At 25.78125 Gb/s links the maximum frequency of the algorithm clock is 360 MHz, resulting to the transmission of 9 frames per LHC bunch crossing (BX). In the case where Packet mode is used to transmit a packet of 8 frames, the CRC checksum could be transmitted as part of the first Idle word at the end of every packet, as shown at the left of Figure 7.7. However, this option cannot work in Streaming mode. In this case, the user would have to acquire part of the last data word (i.e. 16 out of the 64 bits) of each packet in order to transmit the CRC, as shown at the right of Figure 7.7.

Both methods of transmitting the CRC share one common feature, they use part of the Payload bandwidth. While this is not prohibitive, it interferes with the physics data transmission and for this reason none was chosen. Instead, Hermes transmits the CRC by using the available Filler bandwidth. This is done by crossing 16-bit Checksum to the link clock domain through 4 out of the 8 available bits of the Tx FIFO and RX BRAM, and then transmitting it as a Filler word.

Since the default width of BRAM Tiles (used to create the Tx FIFO and Rx BRAM) is 72, the 8 Most Significant Bits can be used to cross metadata information in parallel with every data frame. For example, the Valid bit value of every word crosses domains as the 65th FIFO bit. The method of crossing the CRC through

| 0 to 63 |     | 64 | 65 | 66 | 67 | 68 to 71 | 0 to 63 |     | 64 | 65 | 66 | 67 | 68 to 71 |
|---------|-----|----|----|----|----|----------|---------|-----|----|----|----|----|----------|
| DATA 0  |     | 1  | -  | -  | -  | -        | DATA 0  |     | 1  | -  | -  | -  | -        |
| DATA 1  |     | 1  | -  | -  | -  | -        | DATA 1  |     | 1  | -  | -  | -  | -        |
| DATA 2  |     | 1  | -  | -  | -  | -        | DATA 2  |     | 1  | -  | -  | -  | -        |
| DATA 3  |     | 1  | -  | -  | -  | -        | DATA 3  |     | 1  | -  | -  | -  | -        |
| DATA 4  |     | 1  | -  | -  | -  | -        | DATA 4  |     | 1  | -  | -  | -  | -        |
| DATA 5  |     | 1  | -  | -  | -  | -        | DATA 5  |     | 1  | -  | -  | -  | -        |
| DATA 6  |     | 1  | -  | -  | -  | -        | DATA 6  |     | 1  | -  | -  | -  | -        |
| DATA 7  |     | 1  | -  | -  | -  | -        | DATA 7  |     | 1  | -  | -  | -  | -        |
| IDLE    | CRC | 0  | -  | -  | -  | -        | DATA 8  | CRC | 1  | -  | -  | -  | -        |

**Figure 7.7:** Left: Packet mode example of transmitting the CRC with the first Idle word at the end of every packet. Right: Streaming mode example of transmitting the CRC with the last data word at the end of every packet.

FIFO splits the Checksum value in 4 chunks of 4bits each, in a way that the whole CRC value crosses clock domain after 4 clock cycles.

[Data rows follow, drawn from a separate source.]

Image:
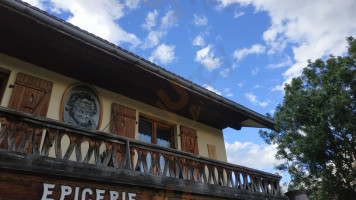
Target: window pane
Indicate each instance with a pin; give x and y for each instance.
(145, 131)
(164, 136)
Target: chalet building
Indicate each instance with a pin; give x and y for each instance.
(82, 118)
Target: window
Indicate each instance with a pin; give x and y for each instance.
(155, 132)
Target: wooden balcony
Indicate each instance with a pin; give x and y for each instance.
(41, 150)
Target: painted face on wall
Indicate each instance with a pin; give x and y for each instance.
(83, 110)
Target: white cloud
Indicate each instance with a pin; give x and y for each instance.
(36, 3)
(200, 20)
(155, 35)
(211, 88)
(253, 99)
(150, 20)
(97, 17)
(252, 155)
(163, 53)
(153, 38)
(255, 49)
(256, 86)
(228, 92)
(315, 28)
(226, 72)
(255, 71)
(238, 14)
(240, 84)
(132, 3)
(286, 63)
(199, 41)
(169, 19)
(206, 57)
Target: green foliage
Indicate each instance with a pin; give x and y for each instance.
(316, 128)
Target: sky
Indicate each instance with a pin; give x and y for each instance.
(243, 50)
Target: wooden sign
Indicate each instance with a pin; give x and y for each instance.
(17, 185)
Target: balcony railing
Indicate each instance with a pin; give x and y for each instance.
(25, 133)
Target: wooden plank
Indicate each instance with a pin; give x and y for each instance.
(63, 170)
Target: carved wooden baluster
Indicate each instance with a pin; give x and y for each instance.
(212, 175)
(57, 146)
(48, 141)
(238, 183)
(248, 183)
(195, 170)
(274, 186)
(108, 153)
(4, 131)
(171, 166)
(117, 155)
(258, 184)
(229, 181)
(144, 161)
(70, 149)
(97, 158)
(24, 138)
(11, 135)
(221, 177)
(90, 150)
(168, 165)
(5, 124)
(189, 170)
(244, 180)
(78, 148)
(155, 164)
(126, 160)
(180, 173)
(202, 174)
(36, 140)
(278, 188)
(254, 182)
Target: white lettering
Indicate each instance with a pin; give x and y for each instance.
(46, 191)
(86, 194)
(99, 194)
(131, 196)
(66, 191)
(86, 190)
(76, 193)
(114, 195)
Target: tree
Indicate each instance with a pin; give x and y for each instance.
(316, 128)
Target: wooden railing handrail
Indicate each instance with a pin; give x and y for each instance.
(265, 182)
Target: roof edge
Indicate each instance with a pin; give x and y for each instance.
(42, 16)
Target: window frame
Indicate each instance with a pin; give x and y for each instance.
(159, 123)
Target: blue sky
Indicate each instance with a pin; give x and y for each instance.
(244, 50)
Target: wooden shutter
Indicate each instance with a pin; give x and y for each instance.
(189, 140)
(123, 120)
(31, 94)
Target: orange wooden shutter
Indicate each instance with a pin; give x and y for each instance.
(123, 120)
(31, 94)
(189, 140)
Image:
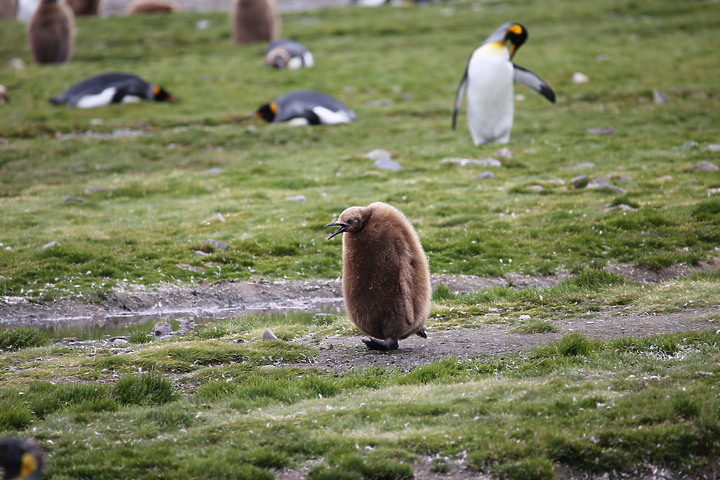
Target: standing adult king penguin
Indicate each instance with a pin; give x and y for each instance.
(488, 81)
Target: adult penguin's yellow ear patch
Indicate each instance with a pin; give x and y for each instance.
(516, 29)
(28, 465)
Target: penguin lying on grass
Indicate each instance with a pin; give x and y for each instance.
(107, 88)
(386, 278)
(288, 54)
(488, 81)
(303, 107)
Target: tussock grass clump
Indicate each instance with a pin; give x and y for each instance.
(145, 389)
(22, 337)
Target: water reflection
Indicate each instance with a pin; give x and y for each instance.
(108, 326)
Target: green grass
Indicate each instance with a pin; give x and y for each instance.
(161, 202)
(206, 407)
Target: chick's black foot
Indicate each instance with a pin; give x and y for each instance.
(384, 345)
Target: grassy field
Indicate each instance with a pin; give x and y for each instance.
(158, 180)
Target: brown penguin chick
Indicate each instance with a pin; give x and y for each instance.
(51, 32)
(8, 8)
(254, 21)
(151, 6)
(21, 459)
(386, 279)
(84, 7)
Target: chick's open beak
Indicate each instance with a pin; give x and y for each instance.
(343, 228)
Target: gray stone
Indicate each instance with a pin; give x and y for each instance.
(222, 246)
(707, 166)
(579, 166)
(387, 164)
(601, 131)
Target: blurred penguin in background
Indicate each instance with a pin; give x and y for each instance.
(21, 459)
(488, 81)
(85, 7)
(288, 54)
(254, 21)
(51, 32)
(151, 6)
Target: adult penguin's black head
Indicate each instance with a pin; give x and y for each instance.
(267, 112)
(161, 95)
(512, 32)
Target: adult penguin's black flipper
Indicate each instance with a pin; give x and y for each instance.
(458, 98)
(530, 79)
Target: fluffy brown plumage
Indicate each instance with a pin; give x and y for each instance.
(386, 279)
(51, 32)
(152, 6)
(254, 21)
(21, 459)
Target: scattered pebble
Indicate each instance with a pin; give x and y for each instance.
(707, 166)
(579, 166)
(222, 246)
(485, 162)
(504, 153)
(579, 78)
(268, 335)
(296, 198)
(387, 164)
(659, 97)
(162, 328)
(601, 131)
(378, 154)
(192, 268)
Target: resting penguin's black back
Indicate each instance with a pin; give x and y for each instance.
(98, 83)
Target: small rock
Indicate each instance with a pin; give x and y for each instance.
(485, 162)
(268, 335)
(296, 198)
(580, 181)
(378, 154)
(192, 268)
(659, 97)
(707, 166)
(91, 190)
(578, 78)
(387, 164)
(161, 329)
(601, 131)
(504, 153)
(222, 246)
(579, 166)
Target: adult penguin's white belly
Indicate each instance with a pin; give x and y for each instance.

The process is illustrated in Figure 7.8. A deterministic Filler word is then generated to carry the CRC to the receiver side. This Filler word is called *CRC Value* filler. The same amount of clock cycles is needed to cross domains in the Receiver using the same technique. Checksum Value is then checked with the value calculated on the Rx CRC block.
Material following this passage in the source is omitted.